Entretanto, outra coisa extremamente grave pode acontecer nesse processo. Depois de errar tanto e pedir tantas desculpas (ou suprimi-las gerando um acúmulo de culpas), o cérebro vai se sentir um completo incapaz. Um incompetente. E vai diminuir, biologicamente, sua capacidade operacional. Não vai conseguir gerir com máxima eficiência o próprio corpo a que pertence. As funções vitais ficarão comprometidas. A respiração, o metabolismo, o batimento cardíaco, a produção de endorfinas, o funcionamento glandular, etc. O corpo passa a adoecer com mais facilidade e com maior frequência. Porque não só as sinapses se desestabilizam, mas toda a estrutura biológica do infeliz que erra muito.

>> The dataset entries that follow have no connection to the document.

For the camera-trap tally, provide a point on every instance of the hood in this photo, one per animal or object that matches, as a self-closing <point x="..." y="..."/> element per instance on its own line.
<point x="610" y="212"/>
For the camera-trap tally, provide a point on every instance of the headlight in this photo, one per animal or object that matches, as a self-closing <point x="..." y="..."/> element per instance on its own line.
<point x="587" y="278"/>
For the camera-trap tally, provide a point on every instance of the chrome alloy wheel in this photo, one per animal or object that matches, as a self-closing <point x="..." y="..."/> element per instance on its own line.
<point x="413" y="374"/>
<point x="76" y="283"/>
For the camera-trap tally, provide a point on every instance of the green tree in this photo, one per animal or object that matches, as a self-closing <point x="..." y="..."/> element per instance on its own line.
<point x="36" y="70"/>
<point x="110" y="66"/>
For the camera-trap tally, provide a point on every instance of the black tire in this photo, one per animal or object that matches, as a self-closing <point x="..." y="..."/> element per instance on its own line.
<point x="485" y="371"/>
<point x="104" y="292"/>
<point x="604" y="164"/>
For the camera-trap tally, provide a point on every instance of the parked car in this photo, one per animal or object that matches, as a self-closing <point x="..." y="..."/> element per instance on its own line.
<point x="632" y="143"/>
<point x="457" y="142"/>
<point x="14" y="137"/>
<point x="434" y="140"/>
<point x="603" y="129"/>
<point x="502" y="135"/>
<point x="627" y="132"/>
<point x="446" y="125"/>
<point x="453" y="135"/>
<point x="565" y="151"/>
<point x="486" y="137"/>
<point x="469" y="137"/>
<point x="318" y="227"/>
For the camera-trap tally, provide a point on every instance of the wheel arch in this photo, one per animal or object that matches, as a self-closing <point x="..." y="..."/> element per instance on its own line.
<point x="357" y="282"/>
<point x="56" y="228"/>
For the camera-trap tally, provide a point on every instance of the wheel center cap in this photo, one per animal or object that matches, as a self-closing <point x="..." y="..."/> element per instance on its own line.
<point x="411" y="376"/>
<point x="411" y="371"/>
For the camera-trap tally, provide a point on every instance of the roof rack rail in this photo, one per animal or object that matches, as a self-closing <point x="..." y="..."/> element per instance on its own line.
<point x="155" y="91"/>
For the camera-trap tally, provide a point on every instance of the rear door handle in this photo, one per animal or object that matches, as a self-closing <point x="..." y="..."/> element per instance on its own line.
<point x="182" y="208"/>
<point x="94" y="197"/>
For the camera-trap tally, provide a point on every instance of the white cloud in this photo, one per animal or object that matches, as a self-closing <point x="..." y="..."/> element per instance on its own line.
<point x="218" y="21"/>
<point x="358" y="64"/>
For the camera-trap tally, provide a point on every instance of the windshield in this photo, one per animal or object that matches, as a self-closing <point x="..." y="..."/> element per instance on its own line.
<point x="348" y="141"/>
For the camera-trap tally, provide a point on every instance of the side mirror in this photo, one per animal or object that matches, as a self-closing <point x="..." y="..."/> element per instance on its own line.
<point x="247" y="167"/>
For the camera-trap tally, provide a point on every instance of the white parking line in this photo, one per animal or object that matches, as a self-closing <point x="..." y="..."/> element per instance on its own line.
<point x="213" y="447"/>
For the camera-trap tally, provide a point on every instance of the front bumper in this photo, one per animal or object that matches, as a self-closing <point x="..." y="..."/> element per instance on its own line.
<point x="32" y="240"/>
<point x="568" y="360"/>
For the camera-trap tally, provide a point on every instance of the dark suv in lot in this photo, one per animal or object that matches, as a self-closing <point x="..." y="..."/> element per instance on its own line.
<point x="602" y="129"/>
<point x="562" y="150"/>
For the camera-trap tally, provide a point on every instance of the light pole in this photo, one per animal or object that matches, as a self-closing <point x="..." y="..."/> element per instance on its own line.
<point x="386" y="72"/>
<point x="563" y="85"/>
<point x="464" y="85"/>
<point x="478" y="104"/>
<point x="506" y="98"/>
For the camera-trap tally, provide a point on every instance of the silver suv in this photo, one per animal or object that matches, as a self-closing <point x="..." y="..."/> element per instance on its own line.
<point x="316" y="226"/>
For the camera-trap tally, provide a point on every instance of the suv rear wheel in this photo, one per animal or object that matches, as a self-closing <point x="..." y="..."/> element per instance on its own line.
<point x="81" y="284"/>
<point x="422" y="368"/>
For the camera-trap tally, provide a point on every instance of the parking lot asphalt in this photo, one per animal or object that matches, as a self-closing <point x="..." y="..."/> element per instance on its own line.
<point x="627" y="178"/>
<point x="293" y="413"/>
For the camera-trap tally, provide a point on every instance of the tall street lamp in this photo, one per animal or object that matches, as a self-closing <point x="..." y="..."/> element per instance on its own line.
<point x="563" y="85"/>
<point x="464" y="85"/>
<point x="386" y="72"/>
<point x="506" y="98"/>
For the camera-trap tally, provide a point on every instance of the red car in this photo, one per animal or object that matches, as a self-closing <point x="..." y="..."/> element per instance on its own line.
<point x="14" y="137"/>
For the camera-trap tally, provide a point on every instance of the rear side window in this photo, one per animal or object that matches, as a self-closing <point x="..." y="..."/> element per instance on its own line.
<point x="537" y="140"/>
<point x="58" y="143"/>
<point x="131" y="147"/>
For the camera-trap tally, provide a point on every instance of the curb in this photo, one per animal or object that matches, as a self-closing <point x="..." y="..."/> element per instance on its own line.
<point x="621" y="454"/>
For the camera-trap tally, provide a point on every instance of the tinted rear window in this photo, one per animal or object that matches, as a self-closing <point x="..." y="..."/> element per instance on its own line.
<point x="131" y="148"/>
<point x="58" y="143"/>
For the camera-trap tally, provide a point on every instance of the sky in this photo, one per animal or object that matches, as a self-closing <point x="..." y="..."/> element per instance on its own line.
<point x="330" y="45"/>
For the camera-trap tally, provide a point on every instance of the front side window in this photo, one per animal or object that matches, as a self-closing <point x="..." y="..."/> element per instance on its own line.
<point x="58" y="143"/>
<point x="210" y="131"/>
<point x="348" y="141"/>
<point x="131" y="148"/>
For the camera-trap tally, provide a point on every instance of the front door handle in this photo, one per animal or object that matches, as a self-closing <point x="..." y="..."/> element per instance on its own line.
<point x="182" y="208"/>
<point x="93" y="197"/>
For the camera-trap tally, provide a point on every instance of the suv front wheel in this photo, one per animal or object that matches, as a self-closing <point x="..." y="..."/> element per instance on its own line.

Essa minha tese ainda não está finalizada. Pretendo refiná-la nos próximos dias. Ainda não decidi se a levo mais para o lado da psicologia ou da neurolinguística. Veremos. Não tenho pressa.

6 comentários:

Edson Marques disse...

Acabei de escrever esse texto, mas ainda o estou revisando. Ao lado do segundo copo de café, ouvindo aus e passarinhos cantando.

http://mude.blogspot.com.br/2012/06/equilibrio-emocional.html

É a vida...

Anna *-* disse...

Eu não coloquei sequer o nome do autor, onde viu "Clarice"? Gostei de facto bastante do texto, é lindo e muito inspirador.

Francisco Dalsenter disse...

As pessoas que mais se fodem na vida são aquelas que são cavalgadas pelas emoções, e as que mais são felizes são aquelas que sabem canalizar essas emoções para construir grandes obras e serem realmente feliz!

Qualquer decisão tomada às pressas pode acabar com a vida de muitas pessoas, incluindo filhos, esposas, famílias.

Portanto o dia em que não estivermos nos sentindo bem com alguém, que possamos ter a coragem e dignidade de se despedir e depois disso pular para o grande mar da nossa alma.

Do contrário matamos a nós mesmos, porque o que nos define é aquilo que fazemos quando ninguém está vendo...

Abraço poeta!
Francisco Dalsenter
http://muitomaisquesonhos.zip.net/

Edson Marques disse...

Atualizando. Revisando.

VIDA E LIBERDADE disse...

Adorei o tema...Gosto disso, porque existem pessoas que levadas pelas emoções, às vezes se prejudicam ,em compensação outras....que se deixam levar pela raiva ,acabam prejudicando outros...

Devemos nos manter equilibrados em todas as situações...(como você disse) pensar muito antes de tomar qualquer decisão...ponderar os pensamentos e as palavras que conseguirão resolver os problemas com coerência ,controle e assumindo toda e qualquer atitude não pensada antes...

Gostarei muito de ler mais sobre o assunto, depois que você revisar...

Me interessa muito, só assim poderei também orientar as pessoas que me pedem ajuda...

Obrigada luz!!!!

Beijos!

Lisa

Marize disse...

Obrigada querido. bom ler isso. acho que meu cerébro está se sentindo um completo incompetente. há terrenos, onde me escapa a lógica, ainda que nunca a raiva.